It’s Tuesday and I’m supposed to be at the film festival office at 9am because I’m on the screening committee and that’s when we’re meeting. 9am. Except I’m not there on time and somehow I’m running late and Laura has taken the boys to school and I’ve forgotten to ask her to give me a lift. So I try calling her car but we haven’t put any minutes on the car phone…
And it doesn’t work; the call doesn’t go through. So I get in my car and slide out of the driveway, on the snow, and head on into town. My phone immediately starts ringing. I juggle the steering wheel and manouever the Motorola menace out of my pocket. It’s one of my fellow screening committee members. She can’t make it. No worries. She can pick up the box of stuff we’re watching and catch up.

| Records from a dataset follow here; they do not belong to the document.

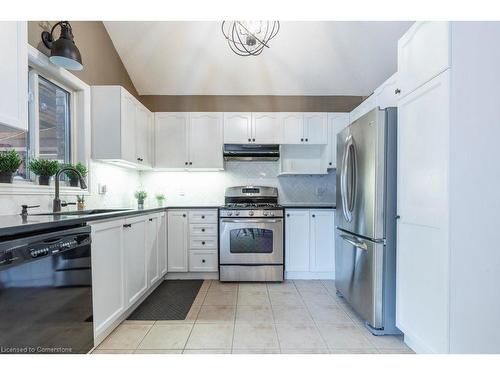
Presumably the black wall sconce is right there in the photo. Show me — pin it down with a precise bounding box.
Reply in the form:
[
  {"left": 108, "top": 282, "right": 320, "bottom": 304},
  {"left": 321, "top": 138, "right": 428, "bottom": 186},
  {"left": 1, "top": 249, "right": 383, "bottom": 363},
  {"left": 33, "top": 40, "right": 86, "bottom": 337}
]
[{"left": 42, "top": 21, "right": 83, "bottom": 70}]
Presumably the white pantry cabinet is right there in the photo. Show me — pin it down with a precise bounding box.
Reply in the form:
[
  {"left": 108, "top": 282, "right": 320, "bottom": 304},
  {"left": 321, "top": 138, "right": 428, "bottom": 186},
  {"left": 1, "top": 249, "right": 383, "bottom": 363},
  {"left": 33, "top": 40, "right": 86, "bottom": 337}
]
[
  {"left": 285, "top": 209, "right": 335, "bottom": 279},
  {"left": 0, "top": 21, "right": 28, "bottom": 131},
  {"left": 281, "top": 112, "right": 328, "bottom": 145},
  {"left": 327, "top": 112, "right": 350, "bottom": 168},
  {"left": 92, "top": 86, "right": 153, "bottom": 169},
  {"left": 155, "top": 112, "right": 224, "bottom": 170}
]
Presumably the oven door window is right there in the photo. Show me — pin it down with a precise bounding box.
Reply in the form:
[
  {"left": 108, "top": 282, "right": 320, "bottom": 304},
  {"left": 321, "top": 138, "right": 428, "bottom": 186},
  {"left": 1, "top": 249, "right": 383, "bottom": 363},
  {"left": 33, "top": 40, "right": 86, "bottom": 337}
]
[{"left": 229, "top": 228, "right": 273, "bottom": 254}]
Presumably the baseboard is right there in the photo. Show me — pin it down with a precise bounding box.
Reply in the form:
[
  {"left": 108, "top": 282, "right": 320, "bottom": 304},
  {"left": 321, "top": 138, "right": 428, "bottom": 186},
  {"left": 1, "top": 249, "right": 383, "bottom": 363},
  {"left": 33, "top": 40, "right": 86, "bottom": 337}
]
[
  {"left": 165, "top": 272, "right": 219, "bottom": 280},
  {"left": 285, "top": 271, "right": 335, "bottom": 280}
]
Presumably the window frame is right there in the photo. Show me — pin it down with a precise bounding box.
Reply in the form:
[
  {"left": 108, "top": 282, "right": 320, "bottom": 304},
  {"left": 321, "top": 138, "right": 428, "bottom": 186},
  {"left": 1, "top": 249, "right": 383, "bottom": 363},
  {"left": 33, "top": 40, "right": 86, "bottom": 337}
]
[{"left": 0, "top": 45, "right": 92, "bottom": 196}]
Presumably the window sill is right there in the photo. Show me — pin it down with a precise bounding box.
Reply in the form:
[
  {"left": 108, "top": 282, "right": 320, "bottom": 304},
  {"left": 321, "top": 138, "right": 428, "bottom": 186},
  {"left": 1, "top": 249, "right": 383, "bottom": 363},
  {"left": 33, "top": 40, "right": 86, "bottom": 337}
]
[{"left": 0, "top": 181, "right": 90, "bottom": 196}]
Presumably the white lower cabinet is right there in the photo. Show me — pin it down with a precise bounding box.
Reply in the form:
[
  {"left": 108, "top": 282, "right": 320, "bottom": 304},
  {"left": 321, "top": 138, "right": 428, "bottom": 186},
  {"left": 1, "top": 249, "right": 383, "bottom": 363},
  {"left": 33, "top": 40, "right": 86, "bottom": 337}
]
[
  {"left": 168, "top": 209, "right": 218, "bottom": 272},
  {"left": 285, "top": 209, "right": 335, "bottom": 279}
]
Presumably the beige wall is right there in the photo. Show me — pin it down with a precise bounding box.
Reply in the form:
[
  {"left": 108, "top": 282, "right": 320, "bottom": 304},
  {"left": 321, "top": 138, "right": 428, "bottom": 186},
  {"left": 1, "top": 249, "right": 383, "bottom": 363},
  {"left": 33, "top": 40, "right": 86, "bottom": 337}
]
[
  {"left": 28, "top": 21, "right": 137, "bottom": 96},
  {"left": 141, "top": 95, "right": 363, "bottom": 112}
]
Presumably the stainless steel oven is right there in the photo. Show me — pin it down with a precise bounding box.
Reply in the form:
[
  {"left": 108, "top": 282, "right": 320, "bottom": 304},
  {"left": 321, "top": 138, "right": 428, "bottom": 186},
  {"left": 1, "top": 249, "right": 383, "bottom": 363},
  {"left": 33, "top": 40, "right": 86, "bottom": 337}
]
[{"left": 219, "top": 186, "right": 284, "bottom": 281}]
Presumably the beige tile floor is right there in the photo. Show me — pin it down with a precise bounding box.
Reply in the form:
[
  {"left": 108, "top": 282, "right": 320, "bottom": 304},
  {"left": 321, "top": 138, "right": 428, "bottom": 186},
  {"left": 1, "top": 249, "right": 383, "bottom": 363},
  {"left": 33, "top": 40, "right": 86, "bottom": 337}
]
[{"left": 94, "top": 280, "right": 413, "bottom": 354}]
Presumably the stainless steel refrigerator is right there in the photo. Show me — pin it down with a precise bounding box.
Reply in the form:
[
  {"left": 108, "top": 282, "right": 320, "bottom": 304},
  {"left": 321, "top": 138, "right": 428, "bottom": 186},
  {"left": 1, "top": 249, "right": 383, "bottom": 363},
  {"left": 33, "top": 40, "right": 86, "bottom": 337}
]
[{"left": 335, "top": 108, "right": 400, "bottom": 335}]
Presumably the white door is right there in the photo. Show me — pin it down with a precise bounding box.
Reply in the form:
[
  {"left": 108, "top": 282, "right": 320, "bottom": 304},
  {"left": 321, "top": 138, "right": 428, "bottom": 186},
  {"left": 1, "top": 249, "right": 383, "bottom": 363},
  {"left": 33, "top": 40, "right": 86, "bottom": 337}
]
[
  {"left": 224, "top": 112, "right": 252, "bottom": 144},
  {"left": 167, "top": 211, "right": 189, "bottom": 272},
  {"left": 135, "top": 104, "right": 151, "bottom": 166},
  {"left": 189, "top": 112, "right": 224, "bottom": 169},
  {"left": 304, "top": 112, "right": 328, "bottom": 145},
  {"left": 0, "top": 21, "right": 28, "bottom": 131},
  {"left": 252, "top": 112, "right": 281, "bottom": 144},
  {"left": 285, "top": 210, "right": 310, "bottom": 272},
  {"left": 158, "top": 213, "right": 167, "bottom": 276},
  {"left": 123, "top": 216, "right": 148, "bottom": 307},
  {"left": 92, "top": 220, "right": 125, "bottom": 336},
  {"left": 398, "top": 21, "right": 451, "bottom": 96},
  {"left": 281, "top": 112, "right": 304, "bottom": 145},
  {"left": 121, "top": 89, "right": 138, "bottom": 164},
  {"left": 146, "top": 215, "right": 160, "bottom": 286},
  {"left": 155, "top": 112, "right": 189, "bottom": 168},
  {"left": 309, "top": 209, "right": 335, "bottom": 272},
  {"left": 396, "top": 71, "right": 450, "bottom": 353},
  {"left": 328, "top": 112, "right": 349, "bottom": 168}
]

I find myself in a queue of traffic, two lanes have become one with some big traffic machine monster blocking one of the lanes. I pull off the main street and get myself into the parking structure. Which is silly really because I only have two dollars in my wallet and it’s going to cost more than that when it’s time to leave. But anyway. I’m there. And I’m late.

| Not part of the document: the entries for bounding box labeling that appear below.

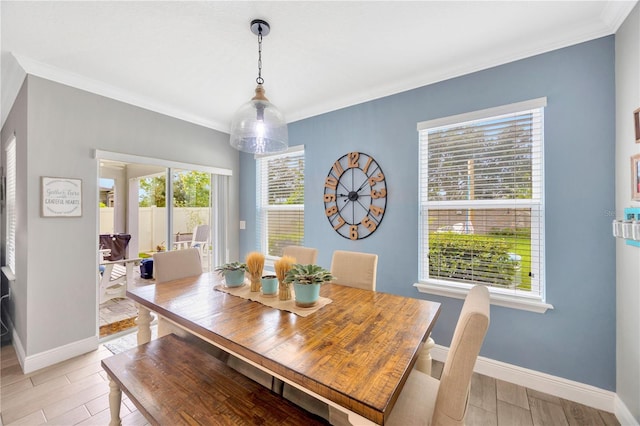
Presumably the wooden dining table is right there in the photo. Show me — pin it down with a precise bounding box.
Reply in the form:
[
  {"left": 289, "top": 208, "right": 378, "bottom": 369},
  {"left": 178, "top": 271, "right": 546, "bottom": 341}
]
[{"left": 127, "top": 272, "right": 440, "bottom": 424}]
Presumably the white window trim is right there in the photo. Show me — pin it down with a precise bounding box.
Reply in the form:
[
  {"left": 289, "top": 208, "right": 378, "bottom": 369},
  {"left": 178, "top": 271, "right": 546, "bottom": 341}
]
[
  {"left": 253, "top": 145, "right": 304, "bottom": 264},
  {"left": 413, "top": 97, "right": 554, "bottom": 313},
  {"left": 413, "top": 280, "right": 554, "bottom": 314}
]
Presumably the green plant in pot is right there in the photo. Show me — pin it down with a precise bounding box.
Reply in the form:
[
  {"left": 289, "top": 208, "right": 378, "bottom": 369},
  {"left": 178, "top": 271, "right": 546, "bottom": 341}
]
[
  {"left": 284, "top": 263, "right": 333, "bottom": 308},
  {"left": 216, "top": 262, "right": 247, "bottom": 287}
]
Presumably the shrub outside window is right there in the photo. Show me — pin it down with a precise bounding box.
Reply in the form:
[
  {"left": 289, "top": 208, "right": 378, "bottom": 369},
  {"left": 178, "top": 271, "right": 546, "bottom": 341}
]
[
  {"left": 417, "top": 98, "right": 546, "bottom": 312},
  {"left": 256, "top": 146, "right": 304, "bottom": 260}
]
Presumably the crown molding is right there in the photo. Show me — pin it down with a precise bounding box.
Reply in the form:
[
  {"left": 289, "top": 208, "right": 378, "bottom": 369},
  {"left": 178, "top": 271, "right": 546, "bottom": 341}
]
[
  {"left": 0, "top": 53, "right": 27, "bottom": 128},
  {"left": 600, "top": 0, "right": 638, "bottom": 34},
  {"left": 13, "top": 54, "right": 229, "bottom": 133}
]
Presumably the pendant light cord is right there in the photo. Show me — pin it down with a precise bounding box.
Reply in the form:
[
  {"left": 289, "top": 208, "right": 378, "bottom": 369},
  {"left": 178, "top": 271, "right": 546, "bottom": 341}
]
[{"left": 256, "top": 26, "right": 264, "bottom": 84}]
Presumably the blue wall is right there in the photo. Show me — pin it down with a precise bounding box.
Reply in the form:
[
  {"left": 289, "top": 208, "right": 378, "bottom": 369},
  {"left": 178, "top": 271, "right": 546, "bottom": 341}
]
[{"left": 240, "top": 36, "right": 616, "bottom": 391}]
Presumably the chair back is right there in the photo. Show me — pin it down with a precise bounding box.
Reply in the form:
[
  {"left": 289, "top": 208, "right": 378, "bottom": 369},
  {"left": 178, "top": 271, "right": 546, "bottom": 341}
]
[
  {"left": 153, "top": 248, "right": 202, "bottom": 284},
  {"left": 191, "top": 225, "right": 211, "bottom": 247},
  {"left": 331, "top": 250, "right": 378, "bottom": 291},
  {"left": 431, "top": 285, "right": 490, "bottom": 425},
  {"left": 282, "top": 246, "right": 318, "bottom": 265}
]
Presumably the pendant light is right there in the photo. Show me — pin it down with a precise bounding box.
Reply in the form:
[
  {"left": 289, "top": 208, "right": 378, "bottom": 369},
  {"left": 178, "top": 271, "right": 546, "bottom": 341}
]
[{"left": 229, "top": 19, "right": 289, "bottom": 154}]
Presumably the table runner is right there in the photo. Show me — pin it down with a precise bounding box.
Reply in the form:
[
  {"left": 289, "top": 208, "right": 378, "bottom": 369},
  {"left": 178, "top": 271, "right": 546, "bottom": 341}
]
[{"left": 214, "top": 283, "right": 332, "bottom": 317}]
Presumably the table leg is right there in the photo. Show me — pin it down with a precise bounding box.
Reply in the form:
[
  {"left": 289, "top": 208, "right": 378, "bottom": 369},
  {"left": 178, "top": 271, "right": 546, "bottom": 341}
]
[
  {"left": 416, "top": 335, "right": 436, "bottom": 376},
  {"left": 109, "top": 378, "right": 122, "bottom": 426},
  {"left": 136, "top": 303, "right": 153, "bottom": 346}
]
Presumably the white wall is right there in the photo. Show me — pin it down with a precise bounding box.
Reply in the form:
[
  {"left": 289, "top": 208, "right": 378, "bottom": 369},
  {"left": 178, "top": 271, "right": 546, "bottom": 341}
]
[
  {"left": 2, "top": 76, "right": 239, "bottom": 370},
  {"left": 616, "top": 5, "right": 640, "bottom": 424}
]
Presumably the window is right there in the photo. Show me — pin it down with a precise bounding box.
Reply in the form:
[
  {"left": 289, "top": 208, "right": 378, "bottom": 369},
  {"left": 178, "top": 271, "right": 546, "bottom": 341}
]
[
  {"left": 256, "top": 146, "right": 304, "bottom": 259},
  {"left": 6, "top": 136, "right": 17, "bottom": 274},
  {"left": 417, "top": 98, "right": 549, "bottom": 310}
]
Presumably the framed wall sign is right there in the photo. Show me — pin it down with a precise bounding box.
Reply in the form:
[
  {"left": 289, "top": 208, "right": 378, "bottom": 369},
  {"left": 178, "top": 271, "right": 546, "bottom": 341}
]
[
  {"left": 41, "top": 176, "right": 82, "bottom": 217},
  {"left": 631, "top": 154, "right": 640, "bottom": 201}
]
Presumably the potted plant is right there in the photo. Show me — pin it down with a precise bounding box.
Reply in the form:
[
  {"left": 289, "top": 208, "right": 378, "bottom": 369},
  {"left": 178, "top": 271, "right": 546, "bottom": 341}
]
[
  {"left": 284, "top": 263, "right": 333, "bottom": 308},
  {"left": 215, "top": 262, "right": 247, "bottom": 287}
]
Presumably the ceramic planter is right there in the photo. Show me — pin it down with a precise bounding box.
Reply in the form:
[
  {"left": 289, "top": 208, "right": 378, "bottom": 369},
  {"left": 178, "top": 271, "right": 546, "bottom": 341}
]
[
  {"left": 293, "top": 282, "right": 321, "bottom": 308},
  {"left": 223, "top": 269, "right": 244, "bottom": 287}
]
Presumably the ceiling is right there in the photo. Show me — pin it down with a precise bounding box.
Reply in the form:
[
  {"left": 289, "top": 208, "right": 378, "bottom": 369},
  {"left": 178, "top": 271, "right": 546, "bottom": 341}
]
[{"left": 0, "top": 0, "right": 636, "bottom": 132}]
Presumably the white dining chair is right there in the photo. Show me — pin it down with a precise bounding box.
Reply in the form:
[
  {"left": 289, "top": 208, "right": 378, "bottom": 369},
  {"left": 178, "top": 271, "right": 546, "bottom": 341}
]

I find a space on the fourth floor. Well, it says four on a big yellow sign. It could be the third floor in real life because Americans count the ground floor as “one”. I park too close to someone’s Hoon Mobile and can’t open the door. I try to pull back and look for another space but another car is already coming around the corner and it feels like they’re all over me, so I just pull in and deal with it. I bump Hoon twit’s wing because they’ve parked over the middle of the line and they’re bastards for doing that so they deserve it.
I get down the stairs and to the corner of the street without falling over on snow or ice and that’s pretty good, although everyone else manages it here so I guess it’s nothing that special. And, of course, as I get there, the lights change and I can’t cross. Shit. Why does the universe do this to me? Me??? I let out an enormous belch, venting my spleen against the invisible forces ranged against me. Burrrrrppppp! Oh, yeah, baby. Take that! Pretty good. I feel highly satisfied with myself. The world is put to rights again. Heh.

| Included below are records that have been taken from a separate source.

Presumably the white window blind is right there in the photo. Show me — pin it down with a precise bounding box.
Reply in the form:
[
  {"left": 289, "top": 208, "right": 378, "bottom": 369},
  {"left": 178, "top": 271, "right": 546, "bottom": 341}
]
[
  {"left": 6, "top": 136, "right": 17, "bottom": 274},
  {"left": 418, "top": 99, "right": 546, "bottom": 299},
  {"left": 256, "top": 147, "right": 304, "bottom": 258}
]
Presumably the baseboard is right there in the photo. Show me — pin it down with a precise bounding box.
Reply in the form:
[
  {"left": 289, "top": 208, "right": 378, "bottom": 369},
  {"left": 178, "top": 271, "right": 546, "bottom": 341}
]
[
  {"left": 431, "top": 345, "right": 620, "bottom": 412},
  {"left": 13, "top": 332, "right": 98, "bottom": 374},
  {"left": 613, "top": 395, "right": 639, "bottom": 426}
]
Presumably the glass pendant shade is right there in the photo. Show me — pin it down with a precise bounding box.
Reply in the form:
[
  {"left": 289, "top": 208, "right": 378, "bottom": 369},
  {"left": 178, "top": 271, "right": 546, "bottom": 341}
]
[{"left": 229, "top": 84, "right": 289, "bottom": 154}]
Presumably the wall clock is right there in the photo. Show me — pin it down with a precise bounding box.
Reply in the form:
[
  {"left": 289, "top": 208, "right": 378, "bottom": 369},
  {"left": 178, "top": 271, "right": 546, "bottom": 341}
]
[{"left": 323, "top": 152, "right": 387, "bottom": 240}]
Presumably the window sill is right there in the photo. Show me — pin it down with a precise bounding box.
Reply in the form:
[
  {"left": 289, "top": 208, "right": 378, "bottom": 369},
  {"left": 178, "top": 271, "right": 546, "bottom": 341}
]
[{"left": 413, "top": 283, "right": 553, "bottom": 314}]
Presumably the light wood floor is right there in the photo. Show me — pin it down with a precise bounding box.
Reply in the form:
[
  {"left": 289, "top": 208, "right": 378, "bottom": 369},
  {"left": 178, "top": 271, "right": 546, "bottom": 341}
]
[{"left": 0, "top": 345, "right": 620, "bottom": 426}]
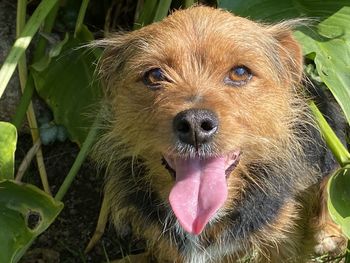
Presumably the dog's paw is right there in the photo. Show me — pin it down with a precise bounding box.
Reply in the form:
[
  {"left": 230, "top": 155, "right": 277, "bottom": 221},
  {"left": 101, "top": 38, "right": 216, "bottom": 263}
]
[{"left": 314, "top": 222, "right": 347, "bottom": 255}]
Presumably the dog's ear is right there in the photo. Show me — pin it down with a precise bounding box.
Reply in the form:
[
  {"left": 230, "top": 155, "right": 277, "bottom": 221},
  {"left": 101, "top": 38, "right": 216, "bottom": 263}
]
[{"left": 269, "top": 21, "right": 303, "bottom": 83}]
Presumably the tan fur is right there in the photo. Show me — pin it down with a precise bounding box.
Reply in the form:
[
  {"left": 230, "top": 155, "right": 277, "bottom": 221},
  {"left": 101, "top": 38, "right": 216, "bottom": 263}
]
[{"left": 95, "top": 7, "right": 344, "bottom": 262}]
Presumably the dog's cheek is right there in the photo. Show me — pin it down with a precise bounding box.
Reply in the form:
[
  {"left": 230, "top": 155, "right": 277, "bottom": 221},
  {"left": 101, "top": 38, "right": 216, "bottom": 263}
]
[{"left": 113, "top": 82, "right": 171, "bottom": 153}]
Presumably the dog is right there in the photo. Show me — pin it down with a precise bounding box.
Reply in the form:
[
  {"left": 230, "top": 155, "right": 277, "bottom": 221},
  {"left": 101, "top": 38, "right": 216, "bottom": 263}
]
[{"left": 94, "top": 6, "right": 345, "bottom": 263}]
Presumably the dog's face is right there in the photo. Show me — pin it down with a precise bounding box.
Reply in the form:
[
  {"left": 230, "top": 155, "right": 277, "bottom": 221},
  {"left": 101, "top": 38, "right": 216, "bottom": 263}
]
[{"left": 101, "top": 7, "right": 302, "bottom": 234}]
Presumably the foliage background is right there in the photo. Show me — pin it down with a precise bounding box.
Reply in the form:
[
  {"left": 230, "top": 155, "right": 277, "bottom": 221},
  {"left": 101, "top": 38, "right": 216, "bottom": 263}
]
[{"left": 0, "top": 0, "right": 350, "bottom": 262}]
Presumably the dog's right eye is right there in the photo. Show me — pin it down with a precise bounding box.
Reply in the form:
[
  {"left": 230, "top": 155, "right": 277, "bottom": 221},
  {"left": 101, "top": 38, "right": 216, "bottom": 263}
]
[{"left": 142, "top": 68, "right": 166, "bottom": 89}]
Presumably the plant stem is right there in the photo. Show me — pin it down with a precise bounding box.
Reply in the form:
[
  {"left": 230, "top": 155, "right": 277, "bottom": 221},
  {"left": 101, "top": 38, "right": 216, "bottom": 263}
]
[
  {"left": 153, "top": 0, "right": 172, "bottom": 22},
  {"left": 74, "top": 0, "right": 89, "bottom": 37}
]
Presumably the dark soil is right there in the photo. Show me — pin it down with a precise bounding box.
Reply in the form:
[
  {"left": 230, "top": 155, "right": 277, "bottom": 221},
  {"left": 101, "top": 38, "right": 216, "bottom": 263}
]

I look around and somehow, quiet movement, unheard arrival, there is now someone standing next to me at the crossing. And of course they heard me. And the joy of belching free into the frigid morning is greatly diminished. They may have a Constitutional Amendment protecting my right to vocalise but it makes no difference. I burped. It was good. And then I realised someone else heard and maybe disapproved and a measure of joy is taken out of the insouciant exclamation.
Why does that happen? I mean why do these people just appear like that? Not why does it diminish the joy of the moment but why are they there, in my head space, when I want that solitude to be free in public? Pah. Whatever. That’s a spicy meat-a-ball. It’s funny again now.